In a joint statement Brazilian President Dilma Rousseff and U.S. President Barack Obama have laid out concrete actions and targets for combating climate change. As part of the agreement, announced during recent Rousseff’s visit to Washington, D.C., Brazil’s government has committed to restoring 12 million hectares (more than 46,000 square miles) of forest by 2030, further pledging to increase the share of non-hydropower renewables in its electricity generation mix to 20% during the same time frame.
But does the plan go far enough? Although the agreement explicitly sets out to eliminate illegal deforestation, critics contend that it falls short by failing to express a further commitment to zero deforestation. Still, data on the extent of illegal logging underscores that even Brazil’s measured pledge could make a significant impact.

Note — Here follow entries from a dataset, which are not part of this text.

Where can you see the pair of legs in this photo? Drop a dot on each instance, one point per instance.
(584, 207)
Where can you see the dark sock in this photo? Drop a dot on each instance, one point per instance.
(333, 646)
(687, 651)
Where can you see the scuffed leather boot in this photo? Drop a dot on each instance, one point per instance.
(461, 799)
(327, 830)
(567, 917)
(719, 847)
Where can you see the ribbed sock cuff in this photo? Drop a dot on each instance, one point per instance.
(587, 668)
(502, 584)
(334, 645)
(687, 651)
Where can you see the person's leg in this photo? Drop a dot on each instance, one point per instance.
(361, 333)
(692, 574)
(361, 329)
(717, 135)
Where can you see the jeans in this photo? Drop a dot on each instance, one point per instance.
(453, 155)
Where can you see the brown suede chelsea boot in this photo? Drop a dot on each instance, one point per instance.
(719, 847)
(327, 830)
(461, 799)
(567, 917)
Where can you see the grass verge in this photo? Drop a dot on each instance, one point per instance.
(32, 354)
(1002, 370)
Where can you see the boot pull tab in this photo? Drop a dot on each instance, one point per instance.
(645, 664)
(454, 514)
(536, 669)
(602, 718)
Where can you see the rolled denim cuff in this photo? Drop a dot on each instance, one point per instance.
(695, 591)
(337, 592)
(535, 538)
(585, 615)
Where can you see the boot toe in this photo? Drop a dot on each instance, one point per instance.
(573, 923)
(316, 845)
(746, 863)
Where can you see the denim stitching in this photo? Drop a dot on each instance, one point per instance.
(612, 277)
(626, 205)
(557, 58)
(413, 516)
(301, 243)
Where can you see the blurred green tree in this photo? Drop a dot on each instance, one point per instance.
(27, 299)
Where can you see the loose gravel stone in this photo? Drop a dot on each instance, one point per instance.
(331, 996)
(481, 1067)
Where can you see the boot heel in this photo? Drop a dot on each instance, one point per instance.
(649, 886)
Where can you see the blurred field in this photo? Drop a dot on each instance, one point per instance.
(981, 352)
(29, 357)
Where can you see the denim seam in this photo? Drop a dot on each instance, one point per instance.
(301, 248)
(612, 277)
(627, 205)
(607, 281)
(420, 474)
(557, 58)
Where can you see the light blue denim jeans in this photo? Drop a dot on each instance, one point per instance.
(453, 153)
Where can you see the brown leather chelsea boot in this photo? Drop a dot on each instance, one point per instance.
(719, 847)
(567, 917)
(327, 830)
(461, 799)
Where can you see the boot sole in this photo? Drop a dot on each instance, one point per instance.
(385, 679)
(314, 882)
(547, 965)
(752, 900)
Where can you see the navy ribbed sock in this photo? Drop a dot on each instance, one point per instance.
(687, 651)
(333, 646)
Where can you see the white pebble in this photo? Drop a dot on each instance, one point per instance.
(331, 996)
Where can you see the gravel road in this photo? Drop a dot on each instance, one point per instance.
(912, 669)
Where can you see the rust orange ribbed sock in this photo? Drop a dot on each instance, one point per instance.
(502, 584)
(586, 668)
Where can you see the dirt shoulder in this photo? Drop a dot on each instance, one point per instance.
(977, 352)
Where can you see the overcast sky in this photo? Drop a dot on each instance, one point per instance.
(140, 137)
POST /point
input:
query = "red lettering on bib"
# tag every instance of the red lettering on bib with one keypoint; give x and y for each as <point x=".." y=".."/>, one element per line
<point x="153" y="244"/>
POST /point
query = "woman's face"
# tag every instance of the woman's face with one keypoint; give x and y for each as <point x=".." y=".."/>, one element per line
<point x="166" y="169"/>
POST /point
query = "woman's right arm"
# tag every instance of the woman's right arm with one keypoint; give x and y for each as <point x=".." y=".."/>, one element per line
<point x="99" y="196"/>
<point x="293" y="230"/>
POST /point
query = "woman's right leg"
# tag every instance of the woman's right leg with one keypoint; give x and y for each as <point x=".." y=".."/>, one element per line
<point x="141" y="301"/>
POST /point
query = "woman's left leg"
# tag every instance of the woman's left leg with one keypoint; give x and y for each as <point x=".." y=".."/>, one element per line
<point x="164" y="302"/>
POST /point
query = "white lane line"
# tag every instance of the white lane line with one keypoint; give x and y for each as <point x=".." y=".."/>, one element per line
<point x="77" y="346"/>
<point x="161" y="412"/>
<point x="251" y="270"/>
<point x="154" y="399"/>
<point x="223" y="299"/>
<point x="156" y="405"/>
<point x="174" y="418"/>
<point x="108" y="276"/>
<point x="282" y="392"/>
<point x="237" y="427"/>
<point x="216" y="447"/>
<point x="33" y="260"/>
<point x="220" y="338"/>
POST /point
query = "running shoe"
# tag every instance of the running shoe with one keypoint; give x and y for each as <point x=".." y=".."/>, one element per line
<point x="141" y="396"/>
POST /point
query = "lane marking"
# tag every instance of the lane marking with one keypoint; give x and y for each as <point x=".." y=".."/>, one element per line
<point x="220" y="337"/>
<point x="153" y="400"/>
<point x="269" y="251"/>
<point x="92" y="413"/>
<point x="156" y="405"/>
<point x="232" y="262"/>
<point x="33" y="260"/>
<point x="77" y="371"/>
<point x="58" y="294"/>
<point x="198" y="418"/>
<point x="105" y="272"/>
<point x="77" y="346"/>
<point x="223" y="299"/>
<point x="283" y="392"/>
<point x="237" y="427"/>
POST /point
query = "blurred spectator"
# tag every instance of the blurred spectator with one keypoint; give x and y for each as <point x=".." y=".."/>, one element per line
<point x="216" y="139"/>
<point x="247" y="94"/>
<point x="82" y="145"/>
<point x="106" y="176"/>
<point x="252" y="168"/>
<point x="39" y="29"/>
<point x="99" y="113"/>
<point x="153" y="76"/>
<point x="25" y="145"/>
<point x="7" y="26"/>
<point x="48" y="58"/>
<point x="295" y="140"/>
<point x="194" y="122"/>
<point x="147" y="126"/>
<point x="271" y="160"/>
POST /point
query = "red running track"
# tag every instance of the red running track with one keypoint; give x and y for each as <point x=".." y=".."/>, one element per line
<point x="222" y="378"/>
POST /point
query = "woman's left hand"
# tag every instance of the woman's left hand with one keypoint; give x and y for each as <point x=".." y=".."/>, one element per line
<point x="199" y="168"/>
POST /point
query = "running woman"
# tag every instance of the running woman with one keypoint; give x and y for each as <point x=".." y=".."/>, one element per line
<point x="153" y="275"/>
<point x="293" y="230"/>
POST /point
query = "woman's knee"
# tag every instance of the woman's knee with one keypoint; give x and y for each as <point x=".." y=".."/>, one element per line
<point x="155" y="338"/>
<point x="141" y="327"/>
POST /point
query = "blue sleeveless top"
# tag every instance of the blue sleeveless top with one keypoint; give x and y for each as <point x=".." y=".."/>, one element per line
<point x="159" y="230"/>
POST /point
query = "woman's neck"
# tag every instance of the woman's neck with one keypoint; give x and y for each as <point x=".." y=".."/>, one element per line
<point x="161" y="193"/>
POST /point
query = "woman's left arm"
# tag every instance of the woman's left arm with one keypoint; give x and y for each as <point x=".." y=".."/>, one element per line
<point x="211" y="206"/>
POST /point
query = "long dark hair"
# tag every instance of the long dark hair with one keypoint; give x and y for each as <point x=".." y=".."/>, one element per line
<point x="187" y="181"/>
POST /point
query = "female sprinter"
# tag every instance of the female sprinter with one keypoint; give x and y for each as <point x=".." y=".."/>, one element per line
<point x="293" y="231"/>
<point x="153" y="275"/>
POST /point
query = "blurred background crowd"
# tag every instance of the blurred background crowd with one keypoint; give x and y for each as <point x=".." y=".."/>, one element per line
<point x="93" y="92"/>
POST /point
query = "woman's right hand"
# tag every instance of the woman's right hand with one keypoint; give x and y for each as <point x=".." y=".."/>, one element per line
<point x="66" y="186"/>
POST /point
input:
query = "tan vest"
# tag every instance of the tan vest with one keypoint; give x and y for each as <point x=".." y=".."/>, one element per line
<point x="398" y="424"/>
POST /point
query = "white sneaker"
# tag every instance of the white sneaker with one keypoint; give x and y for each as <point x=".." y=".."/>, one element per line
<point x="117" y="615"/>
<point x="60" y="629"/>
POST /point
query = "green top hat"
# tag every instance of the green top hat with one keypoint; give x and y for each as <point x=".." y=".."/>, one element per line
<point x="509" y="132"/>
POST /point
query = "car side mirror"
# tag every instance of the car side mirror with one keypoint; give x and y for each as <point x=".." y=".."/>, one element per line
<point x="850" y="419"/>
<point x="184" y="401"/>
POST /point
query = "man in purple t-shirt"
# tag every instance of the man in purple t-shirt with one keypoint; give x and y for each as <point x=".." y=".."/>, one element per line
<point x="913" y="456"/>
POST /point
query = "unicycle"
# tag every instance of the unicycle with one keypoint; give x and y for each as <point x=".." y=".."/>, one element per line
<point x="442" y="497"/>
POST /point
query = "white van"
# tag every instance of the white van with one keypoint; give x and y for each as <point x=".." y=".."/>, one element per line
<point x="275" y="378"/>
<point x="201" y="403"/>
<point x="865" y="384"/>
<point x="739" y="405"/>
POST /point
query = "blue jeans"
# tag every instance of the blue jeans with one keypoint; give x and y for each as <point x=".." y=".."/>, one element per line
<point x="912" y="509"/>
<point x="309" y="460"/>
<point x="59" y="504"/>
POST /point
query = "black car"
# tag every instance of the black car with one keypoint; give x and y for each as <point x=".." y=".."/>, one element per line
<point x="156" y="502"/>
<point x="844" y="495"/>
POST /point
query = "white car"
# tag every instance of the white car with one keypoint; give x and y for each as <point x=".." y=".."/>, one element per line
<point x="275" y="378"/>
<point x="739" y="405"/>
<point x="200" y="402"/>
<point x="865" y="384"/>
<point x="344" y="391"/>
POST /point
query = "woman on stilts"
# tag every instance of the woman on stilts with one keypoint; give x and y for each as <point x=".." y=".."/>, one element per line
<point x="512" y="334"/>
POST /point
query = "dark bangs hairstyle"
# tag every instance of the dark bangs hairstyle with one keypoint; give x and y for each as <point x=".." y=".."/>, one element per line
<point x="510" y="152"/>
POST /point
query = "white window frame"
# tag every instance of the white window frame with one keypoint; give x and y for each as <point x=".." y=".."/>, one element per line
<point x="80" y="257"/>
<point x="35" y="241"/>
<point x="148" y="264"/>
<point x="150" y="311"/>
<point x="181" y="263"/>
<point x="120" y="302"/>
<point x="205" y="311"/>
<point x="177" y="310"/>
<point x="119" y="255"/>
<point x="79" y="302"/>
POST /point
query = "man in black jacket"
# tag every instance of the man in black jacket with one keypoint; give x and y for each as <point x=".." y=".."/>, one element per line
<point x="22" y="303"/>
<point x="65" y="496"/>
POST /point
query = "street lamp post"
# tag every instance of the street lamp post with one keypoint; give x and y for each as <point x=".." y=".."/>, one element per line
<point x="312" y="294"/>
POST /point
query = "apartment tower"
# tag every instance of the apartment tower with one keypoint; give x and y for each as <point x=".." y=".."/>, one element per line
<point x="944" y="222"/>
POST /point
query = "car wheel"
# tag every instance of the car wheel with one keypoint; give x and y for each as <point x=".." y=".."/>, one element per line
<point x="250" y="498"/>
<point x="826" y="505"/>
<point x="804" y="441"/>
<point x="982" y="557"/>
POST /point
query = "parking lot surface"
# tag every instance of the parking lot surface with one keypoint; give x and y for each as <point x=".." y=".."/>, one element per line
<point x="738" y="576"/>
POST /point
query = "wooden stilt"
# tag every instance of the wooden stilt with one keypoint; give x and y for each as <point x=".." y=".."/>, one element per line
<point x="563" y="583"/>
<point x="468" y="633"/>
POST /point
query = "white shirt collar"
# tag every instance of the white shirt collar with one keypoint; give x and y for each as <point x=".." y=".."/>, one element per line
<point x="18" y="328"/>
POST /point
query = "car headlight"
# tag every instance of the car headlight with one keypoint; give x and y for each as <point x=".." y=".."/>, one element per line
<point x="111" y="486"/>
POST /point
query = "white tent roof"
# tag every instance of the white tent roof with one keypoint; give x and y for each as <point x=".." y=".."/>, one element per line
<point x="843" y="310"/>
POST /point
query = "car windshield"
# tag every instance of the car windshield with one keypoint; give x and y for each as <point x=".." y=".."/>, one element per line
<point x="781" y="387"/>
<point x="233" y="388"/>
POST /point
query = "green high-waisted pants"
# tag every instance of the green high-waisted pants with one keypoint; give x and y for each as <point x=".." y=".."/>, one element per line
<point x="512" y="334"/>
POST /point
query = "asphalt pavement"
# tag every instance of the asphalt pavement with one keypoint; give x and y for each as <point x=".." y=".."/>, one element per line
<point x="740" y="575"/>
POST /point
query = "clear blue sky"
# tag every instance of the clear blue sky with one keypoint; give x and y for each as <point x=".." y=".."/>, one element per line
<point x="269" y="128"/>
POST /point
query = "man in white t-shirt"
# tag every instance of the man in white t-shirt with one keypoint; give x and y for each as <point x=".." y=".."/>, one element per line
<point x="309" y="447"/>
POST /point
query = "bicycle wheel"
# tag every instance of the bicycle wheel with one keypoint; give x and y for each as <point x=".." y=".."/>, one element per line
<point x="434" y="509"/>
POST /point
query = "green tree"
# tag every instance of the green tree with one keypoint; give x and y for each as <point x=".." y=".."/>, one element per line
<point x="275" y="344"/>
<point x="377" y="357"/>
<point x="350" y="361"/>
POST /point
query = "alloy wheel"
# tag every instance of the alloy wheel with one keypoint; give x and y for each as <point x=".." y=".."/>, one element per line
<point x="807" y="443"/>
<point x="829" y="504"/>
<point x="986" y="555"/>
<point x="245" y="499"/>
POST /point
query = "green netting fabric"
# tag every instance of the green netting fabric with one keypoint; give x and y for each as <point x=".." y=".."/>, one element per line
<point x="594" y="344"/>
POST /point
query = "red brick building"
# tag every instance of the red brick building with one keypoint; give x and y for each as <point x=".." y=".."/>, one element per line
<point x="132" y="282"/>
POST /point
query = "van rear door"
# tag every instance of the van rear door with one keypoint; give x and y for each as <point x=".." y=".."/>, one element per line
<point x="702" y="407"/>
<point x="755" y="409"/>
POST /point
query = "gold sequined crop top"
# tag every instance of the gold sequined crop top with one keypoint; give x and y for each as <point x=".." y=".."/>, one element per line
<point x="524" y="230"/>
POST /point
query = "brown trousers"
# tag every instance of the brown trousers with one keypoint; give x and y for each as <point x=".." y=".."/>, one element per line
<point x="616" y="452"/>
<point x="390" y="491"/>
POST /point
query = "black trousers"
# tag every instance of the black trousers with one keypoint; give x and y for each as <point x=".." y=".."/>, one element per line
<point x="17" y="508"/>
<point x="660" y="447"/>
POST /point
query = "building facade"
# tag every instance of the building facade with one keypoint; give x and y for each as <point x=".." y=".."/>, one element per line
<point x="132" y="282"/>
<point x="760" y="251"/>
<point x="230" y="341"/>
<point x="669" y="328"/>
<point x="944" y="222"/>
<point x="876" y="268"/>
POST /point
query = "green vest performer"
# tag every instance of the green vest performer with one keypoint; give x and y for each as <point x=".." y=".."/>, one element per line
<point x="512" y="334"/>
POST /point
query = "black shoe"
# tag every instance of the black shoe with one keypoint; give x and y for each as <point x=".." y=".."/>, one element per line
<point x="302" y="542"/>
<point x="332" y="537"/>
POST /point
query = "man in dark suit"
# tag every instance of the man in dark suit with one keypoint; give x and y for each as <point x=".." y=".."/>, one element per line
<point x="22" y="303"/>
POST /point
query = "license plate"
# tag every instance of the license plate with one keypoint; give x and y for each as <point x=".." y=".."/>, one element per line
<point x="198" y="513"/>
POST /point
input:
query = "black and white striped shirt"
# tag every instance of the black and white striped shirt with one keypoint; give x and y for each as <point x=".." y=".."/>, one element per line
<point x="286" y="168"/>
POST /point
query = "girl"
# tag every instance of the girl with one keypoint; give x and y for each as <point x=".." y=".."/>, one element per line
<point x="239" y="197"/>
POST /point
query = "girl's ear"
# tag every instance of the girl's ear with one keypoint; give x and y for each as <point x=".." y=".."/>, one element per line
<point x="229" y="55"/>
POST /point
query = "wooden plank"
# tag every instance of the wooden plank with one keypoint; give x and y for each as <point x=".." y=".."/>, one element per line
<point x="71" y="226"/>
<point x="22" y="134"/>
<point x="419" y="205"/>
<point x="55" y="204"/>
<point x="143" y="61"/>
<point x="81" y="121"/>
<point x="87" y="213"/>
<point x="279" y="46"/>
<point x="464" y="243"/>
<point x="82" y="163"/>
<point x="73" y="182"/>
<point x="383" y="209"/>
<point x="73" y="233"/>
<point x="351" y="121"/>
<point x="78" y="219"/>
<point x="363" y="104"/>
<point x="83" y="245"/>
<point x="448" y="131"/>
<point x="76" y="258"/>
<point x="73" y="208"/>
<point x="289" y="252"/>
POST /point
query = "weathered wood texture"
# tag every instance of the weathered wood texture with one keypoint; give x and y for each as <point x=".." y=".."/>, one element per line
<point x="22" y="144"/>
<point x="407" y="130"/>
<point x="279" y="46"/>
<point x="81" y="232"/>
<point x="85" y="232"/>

Brazil’s new commitment to pursue policies aimed at eliminating illegal deforestation is an important first step towards saving the Amazon. It also has global implications, because Forest Trends research shows that, worldwide, 49% of all deforestation is illegal, and that “enforcing the law” is easier said than done. The United States and the rest of the world could support Brazil in reaching its own goals as exemplified in its own laws and regulations, such as by refusing to purchase agricultural commodities which have been grown on land that has been illegally deforested.
Most deforestation around the world is driven by commercial agriculture, and illegal deforestation produces an estimated 1.5 gigatonnes of carbon dioxide emissions each year – equivalent to 25% of the EU’s annual fossil fuel-based emissions. Consequently, illegal deforestation significantly undermines national and international efforts to mitigate climate change.
In Brazil, where cattle and soy have been the main drivers of deforestation, up to 90 percent of Amazonian deforestation was categorized as illegal between 2000 and 2012. Much of the illegal activity occurred prior to 2004, before the Brazilian government instituted much-lauded reforms to conserve forests. Since 2005, the country has reportedly reduced its carbon emissions by 41 percent and achieved an 85 percent reduction in deforestation-related emissions between 2005 and 2012. Actions to address rampant illegal conversion were some of the most important drivers of this success.
Reducing 90% of illegal deforestation with existing laws, regulations, and tools is imperative. Addressing the rest will require that the Brazilian government exercise its sovereignty to develop and mobilize new tools, such as landscape planning.
So although Brazil’s pledge left some dissatisfied by failing to incorporate zero deforestation, its goal of curbing illegal deforestation, particularly in the Amazon, is undoubtedly a step in the right direction. It remains to be seen whether that commitment is feasible in the near future and if it can be achieved through more robust enforcement of existing laws alone.